Kejanggalan lain yang baru disadari oleh wanita muda itu adalah, suaminya juga tidak setuju jika Larasati ingin membeli barang-barang lain untuk melengkapi atau mempercantik tampilan rumah sederhananya. Seperti, membeli perlengkapan dapur atau sekadar mengoleksi barang rumah tangga lain seperti kebanyakan para wanita. Sehingga di dapur minimalisnya hanya terdapat almari pendingin berukuran kecil, satu kompor dengan satu tungku, penggorengan kecil dan panci untuk memasak sayur yang juga berukuran kecil. Semua yang ada, serba sederhana dan kecil. 

"Enggak perlu membeli peralatan masak macam-macam, Sayang. Kalau pengin sesuatu, kita beli saja. Aku tidak mau kamu kelelahan nantinya jika harus memasak," larang Abimana, beralasan. Alasan yang mampu membuat hati Larasati melayang karena merasa disayang dan diratukan. 

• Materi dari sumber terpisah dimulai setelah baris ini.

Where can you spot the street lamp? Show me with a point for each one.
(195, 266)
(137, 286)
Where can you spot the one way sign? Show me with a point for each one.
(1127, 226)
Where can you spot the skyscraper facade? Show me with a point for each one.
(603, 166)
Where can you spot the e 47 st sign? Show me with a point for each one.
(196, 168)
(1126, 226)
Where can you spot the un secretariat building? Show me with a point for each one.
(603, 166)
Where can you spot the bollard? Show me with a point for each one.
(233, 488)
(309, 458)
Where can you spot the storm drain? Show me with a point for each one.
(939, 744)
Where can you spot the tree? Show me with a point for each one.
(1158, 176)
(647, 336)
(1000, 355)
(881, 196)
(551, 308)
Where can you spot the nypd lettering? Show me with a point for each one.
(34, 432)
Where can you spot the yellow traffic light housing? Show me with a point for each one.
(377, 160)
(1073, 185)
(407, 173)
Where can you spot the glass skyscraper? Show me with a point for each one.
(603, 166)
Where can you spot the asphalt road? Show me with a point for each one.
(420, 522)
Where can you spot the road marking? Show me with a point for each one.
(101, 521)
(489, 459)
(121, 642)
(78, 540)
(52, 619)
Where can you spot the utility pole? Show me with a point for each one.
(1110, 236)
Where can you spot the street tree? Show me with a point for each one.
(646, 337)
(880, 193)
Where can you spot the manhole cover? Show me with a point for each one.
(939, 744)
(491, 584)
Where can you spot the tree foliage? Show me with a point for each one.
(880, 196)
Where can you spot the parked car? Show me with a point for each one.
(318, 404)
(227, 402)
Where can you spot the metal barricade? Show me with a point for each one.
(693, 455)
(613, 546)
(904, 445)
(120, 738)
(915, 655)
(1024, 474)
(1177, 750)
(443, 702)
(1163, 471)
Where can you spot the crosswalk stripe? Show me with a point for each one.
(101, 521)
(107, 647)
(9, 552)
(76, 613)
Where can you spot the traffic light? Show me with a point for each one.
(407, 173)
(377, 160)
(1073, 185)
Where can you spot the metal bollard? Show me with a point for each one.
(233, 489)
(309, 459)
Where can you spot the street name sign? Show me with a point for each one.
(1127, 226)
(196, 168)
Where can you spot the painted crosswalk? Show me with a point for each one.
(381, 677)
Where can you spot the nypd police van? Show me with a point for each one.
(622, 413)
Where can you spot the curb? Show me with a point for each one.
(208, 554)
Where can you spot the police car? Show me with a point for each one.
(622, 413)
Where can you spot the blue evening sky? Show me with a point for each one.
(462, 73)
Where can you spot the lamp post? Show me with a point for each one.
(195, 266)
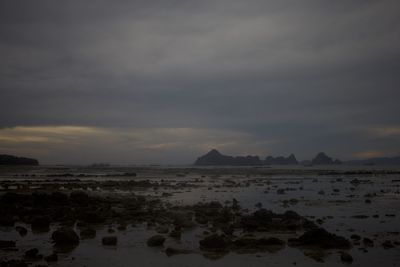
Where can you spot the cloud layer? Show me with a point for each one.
(291, 76)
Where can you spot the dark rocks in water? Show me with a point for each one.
(290, 160)
(109, 241)
(79, 197)
(65, 237)
(88, 233)
(13, 160)
(176, 233)
(51, 258)
(214, 242)
(6, 220)
(32, 253)
(265, 220)
(156, 241)
(387, 244)
(271, 244)
(13, 263)
(368, 242)
(7, 244)
(215, 158)
(21, 230)
(320, 238)
(162, 229)
(175, 251)
(346, 257)
(40, 223)
(322, 159)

Begitu selalu yang dikatakan sang suami jika Larasati ingin membeli barang. Sehingga di umah sederhana dengan tipe tiga enam yang dibelikan oleh Abimana dan sudah diatasnamakan Larasati tersebut, tidak banyak terdapat barang-barang di dalamnya. Hanya ada satu set sofa minimalis di ruang tamu. Satu kasur lantai di ruang keluarga yang biasa digunakan ketika sedang menonton televisi yang berukuran 21 inci. Sementara di dua kamar yang ada di rumah itu, masing-masing hanya ada satu tempat tidur berukuran sedang dan satu almari pakaian yang juga tidak seberapa besar. 

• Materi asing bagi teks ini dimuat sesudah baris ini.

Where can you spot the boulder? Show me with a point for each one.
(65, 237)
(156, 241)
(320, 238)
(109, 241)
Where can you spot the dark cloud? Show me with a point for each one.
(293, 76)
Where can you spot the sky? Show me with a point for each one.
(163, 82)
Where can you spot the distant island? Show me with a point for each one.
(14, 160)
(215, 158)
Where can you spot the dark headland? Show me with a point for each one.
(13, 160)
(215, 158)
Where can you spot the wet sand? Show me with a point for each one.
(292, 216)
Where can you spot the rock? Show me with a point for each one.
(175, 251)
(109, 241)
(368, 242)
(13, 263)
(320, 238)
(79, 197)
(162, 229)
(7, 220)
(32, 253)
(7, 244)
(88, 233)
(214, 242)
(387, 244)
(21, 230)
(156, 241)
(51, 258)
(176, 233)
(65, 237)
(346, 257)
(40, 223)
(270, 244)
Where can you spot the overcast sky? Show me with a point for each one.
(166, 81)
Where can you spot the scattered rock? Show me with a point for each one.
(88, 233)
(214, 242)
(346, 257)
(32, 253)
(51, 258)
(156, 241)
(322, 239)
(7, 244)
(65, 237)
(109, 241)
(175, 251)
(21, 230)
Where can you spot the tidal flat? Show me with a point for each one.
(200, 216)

Lamunan Larasati buyar ketika sebuah motor membunyikan klaksok dengan nyaring, tepat di sampingnya. Pengendara motor itu lalu berhenti. Dia membuka kaca helm dan tersenyum manis pada Larasati. 

"Mbak Lara mau kemana?" tanyanya, sopan. 

"Eh, Mas Galuh. Ini, saya mau ke depan, Mas."

"Butuh tumpangan?" tawar pria muda bernama Galuh yang merupakan tetangga Larasati dan selama ini sering mencuri-curi pandang pada wanita muda itu. 

"Lho, Mbak Lara sudah melahirkan? Kapan? Kok enggak ada kabar apa-apa?" Galuh mengerutkan dahi setelah menyadari bahwa perut wanita di sampingnya, kembali rata. 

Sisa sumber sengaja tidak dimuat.